Merrimack is going gaga for goggles. The Center for Excellence in Teaching and Learning recently purchased eight HTC Vive virtual-reality headsets for use in classrooms across all academic disciplines on campus.
May 17, 2017
| By: Office of Communications

Adjunct lecturer Andrew Cannon will pilot use of the devices in his anatomy class this summer to teach students about body muscles, organs and bones.

“This is really innovative,” said CETL’s director, Kathy Nielsen. “There aren’t many schools that are going to try to implement virtual and augmented glasses in the classroom.”

Devices like virtual goggles have been shown to help students understand and retain course materials better than books or lectures alone.

“I really feel when you put them on, you’re immersed in the scenario,” said Associate Professor of Chemistry Jimmy Franco, a CETL faculty fellow who led the effort to secure the devices with a Provost Innovation Fund grant.

Goggle users step into a virtual 3-D world with graphics so stunning, you’d swear it is real. During a demonstration at the college’s annual Research and Creative Achievement Conference May 2 at Lawler Rink, students were “transported” deep undersea on the deck of a sunken ship sitting at the edge of a deep gorge. Suddenly, marine life swims past, including a gigantic whale that appears to be no more than a few feet away.

“It was crazy,” exclaimed Kellie Bent ’17, an education major from West Roxbury, Massachusetts. “There was a whale right next to me, and I was afraid I’d get hit by it.”

Most of the apps in development for academic settings focus on putting the user inside the human body and individual cells.
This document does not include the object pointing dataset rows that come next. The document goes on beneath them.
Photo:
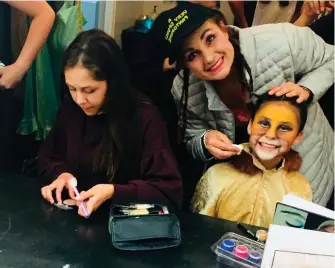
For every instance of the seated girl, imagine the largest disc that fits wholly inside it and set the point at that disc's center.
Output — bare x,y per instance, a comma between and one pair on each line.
247,188
108,137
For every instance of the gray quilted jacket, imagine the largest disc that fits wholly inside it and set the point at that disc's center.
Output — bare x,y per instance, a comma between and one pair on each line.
276,53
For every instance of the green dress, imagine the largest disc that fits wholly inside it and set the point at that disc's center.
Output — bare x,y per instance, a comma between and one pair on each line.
42,89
These are ideal for use in teaching, say, chemistry, where cells interact on three-dimensional level.

“This gives us a whole new platform where students can visualize molecules in 3-D,” Franco said.

Liberal arts students, meanwhile, have their own engaging programs in which they can explore far-flung places such as the Sistine Chapel or create art in 3-D.

Each pair of goggles is attached by a cord to a dedicated computer that runs the application. A two-dimensional view of the user’s experience is projected to a monitor for the benefit of the instructor and other students.

CETL faculty fellows have half-time course loads while they pursue ways to introduce innovation and research-based teaching and learning to campus

In Franco’s case, the results were eye-opening.